I now got the UMC1820 running with this PipeWire configuration which essentially creates a virtual 7.1 sound device (I called it “Custom Surround UMC1820 7.1” for identification here) which only routes to the first 8 UMC1820 channels. The important part: My virtual sound interface has speaker positions FC, FL, FR, etc. and not AUX0, AUX1, AUX2 etc. This is where FMOD decided to use Stereo only instead of 7.1.

This is a qpwgraph printscreen. PipeWire is quite fancy, you can drag wires from any output to any input, and audio will just be routed that way!

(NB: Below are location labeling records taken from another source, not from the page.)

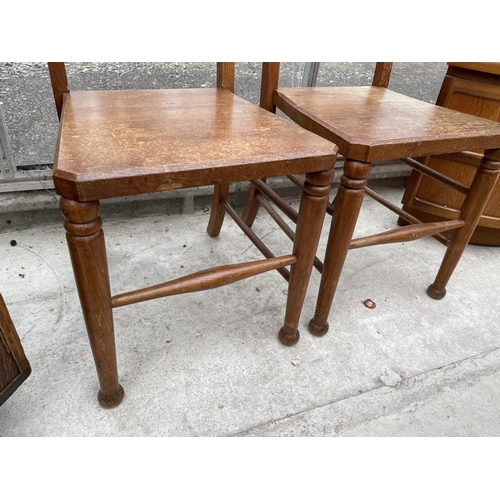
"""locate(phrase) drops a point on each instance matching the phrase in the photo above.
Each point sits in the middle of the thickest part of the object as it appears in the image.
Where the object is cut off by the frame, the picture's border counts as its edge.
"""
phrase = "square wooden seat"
(119, 143)
(375, 124)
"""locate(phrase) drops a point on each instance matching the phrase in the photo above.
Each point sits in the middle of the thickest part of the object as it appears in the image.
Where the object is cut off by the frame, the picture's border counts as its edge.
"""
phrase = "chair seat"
(373, 123)
(117, 143)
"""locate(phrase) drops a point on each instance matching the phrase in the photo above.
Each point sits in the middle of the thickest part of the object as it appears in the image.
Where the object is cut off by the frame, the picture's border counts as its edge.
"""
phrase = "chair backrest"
(472, 88)
(59, 80)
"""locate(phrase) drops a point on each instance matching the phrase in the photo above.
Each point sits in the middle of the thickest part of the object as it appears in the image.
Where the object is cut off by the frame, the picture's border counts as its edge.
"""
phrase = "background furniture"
(372, 124)
(473, 88)
(119, 143)
(14, 366)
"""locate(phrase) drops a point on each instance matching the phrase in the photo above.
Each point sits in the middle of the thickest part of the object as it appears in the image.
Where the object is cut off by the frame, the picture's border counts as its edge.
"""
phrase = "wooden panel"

Here with FMOD doing 7.1 because it finds a 7.1 sound interface.

If I set the default speaker (just plain Ubuntu sound settings) to the UMC1820 Pro interface instead of my custom interface, FMOD falls back to just Stereo.

@Connor_FMOD I’m not sure if that is expected behaviour by FMOD, imho it should use 8 channels if it is told to output 7.1, even if there are only AUX channels. I can fix this with a custom config file as described, so problem solved for me – but I think it makes sense to change FMOD’s behaviour here. I’d be happy to help with AUX0 etc. reproduction on Linux/PipeWire (even if you have a normal 7.1 sound interface, you could create a virtual AUX0…n interface for testing), works on a standard Ubuntu (26.04 ideally for an up-to-date PipeWire version).